Except that they might want to switch between views quickly - so the programmers talk about a "Templating" system.
So then some designers have to go design a half-dozen templates - then the arguements become:
-> Which templates should ship with the system?
-> Once that's done, arguments erupt about tiny details of those templates, and what they should be called.
-> Which template should be the default?
-> Arguments about the usability of the templating system ...
All of a sudden, people are spending 20 hours a week in meetings, and nothing is getting done.
What's going on here?
Simply put, the project hit it's inflection point. The features grew to the point where the needs of the customer base diverged - so custom feature for person X was different than what person Y needed.
At this point, the decision maker faces a tough choice:
1) Split the project into multiple, less profitable, customization projects, or
2) Pick a customer base as a "favorite" and do it the way they want, or
3) Choose not to decide and ignore the issue, or
4) Cut controversial functionality.
If you realize you've hit the inflection point, it may be worth your while to consider option 4.
I'm currently working on a 2.0 release of a piece of complex software. The GUI for the software was massively complex.

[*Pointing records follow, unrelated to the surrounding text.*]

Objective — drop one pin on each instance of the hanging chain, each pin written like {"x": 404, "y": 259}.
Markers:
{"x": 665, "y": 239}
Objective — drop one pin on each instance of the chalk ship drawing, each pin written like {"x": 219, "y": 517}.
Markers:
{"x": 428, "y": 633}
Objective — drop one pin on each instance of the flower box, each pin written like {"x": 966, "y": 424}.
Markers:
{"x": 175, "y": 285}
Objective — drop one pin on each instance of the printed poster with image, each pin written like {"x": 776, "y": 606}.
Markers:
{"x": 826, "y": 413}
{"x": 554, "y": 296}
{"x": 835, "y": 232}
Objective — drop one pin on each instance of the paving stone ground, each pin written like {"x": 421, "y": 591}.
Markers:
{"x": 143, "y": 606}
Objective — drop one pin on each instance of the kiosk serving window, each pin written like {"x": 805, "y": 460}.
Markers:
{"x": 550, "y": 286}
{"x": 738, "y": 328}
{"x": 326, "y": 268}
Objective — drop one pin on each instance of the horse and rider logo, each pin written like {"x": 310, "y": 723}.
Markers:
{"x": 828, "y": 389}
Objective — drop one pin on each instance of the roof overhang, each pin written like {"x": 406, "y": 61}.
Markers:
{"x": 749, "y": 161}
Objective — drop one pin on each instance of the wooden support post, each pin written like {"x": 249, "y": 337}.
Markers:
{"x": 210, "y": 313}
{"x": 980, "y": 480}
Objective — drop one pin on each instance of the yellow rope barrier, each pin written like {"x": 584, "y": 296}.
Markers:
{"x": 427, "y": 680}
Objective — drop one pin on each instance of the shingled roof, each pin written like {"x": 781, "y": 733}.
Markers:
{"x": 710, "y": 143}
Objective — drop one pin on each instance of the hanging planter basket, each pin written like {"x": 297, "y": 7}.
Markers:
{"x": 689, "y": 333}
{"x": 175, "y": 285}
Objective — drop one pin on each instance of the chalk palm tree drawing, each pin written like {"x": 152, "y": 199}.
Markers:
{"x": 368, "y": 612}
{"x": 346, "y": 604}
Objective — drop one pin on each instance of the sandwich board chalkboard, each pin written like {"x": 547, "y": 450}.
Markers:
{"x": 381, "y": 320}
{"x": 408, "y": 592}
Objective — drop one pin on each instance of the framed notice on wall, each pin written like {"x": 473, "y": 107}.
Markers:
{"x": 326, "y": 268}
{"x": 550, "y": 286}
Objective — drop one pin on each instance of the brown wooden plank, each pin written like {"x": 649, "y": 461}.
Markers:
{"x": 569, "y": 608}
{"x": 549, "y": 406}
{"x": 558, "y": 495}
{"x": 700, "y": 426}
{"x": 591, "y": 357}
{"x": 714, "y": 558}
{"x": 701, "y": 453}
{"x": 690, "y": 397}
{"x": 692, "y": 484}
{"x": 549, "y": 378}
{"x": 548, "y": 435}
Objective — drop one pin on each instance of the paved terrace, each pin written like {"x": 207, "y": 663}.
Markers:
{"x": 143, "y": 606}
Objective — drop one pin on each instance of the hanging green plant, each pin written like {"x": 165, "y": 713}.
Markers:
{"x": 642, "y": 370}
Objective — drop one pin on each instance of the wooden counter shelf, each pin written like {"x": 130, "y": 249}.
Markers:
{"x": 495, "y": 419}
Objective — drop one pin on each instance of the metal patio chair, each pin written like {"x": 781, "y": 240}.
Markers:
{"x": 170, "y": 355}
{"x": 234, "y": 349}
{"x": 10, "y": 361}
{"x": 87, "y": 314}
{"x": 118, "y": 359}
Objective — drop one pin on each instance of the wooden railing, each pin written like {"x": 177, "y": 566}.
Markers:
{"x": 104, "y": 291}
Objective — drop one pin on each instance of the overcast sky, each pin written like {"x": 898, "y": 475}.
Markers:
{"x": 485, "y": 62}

The first thing I did was to cut the number of fields down from 14 to one - and design an "advanced" search screen with six fields.
My first reviewer responded that she really like it, and was very happy with the "improvements."
Sometimes, the best improvement is to take things away.
Of course, the next question is "What additional things does this need to be useful?" - and we'll be pushed back by the userbase to make the software complex. The challenge is to walk the edge - for example, somebody's going to ask for templates, and a decision maker needs to be able to realize that the Return On that Investment makes the answer "No."
Too Much Time. Too Little Benefit.
In many projects the challenge is to get to that 80/20 rule - Where 80% of the functionality can be developed with 20% of the effort. Hit the inflection point, then stop.
Am I arguing that our software should be "Good Enough", not Perfect?
ABSOLUTELY! If the project has more than one person, you could a horrific amount of time in meetings deciding what is the 'right' way to do things.
That's why I love Perl. Part of the Perl Culture is simply: There's more than one way to do it.
Extreme Programming fits in well with perl: Do the simplest thing that could possibly work (but designed, or "Factored" well), and, if you have to come back later and change it, it should be easy to change, because it's designed to be malleable.
If you make your software good enough, it might not be perfect, but it will probably actually get finished since pefection doesn't exist this side of heaven, striving for perfect software might get you somewhere, but it's just about as likely to produce a perfect feature set that is never implemented.
(Note: It was Eric Sink's Article Career Calculus that got me started on this road.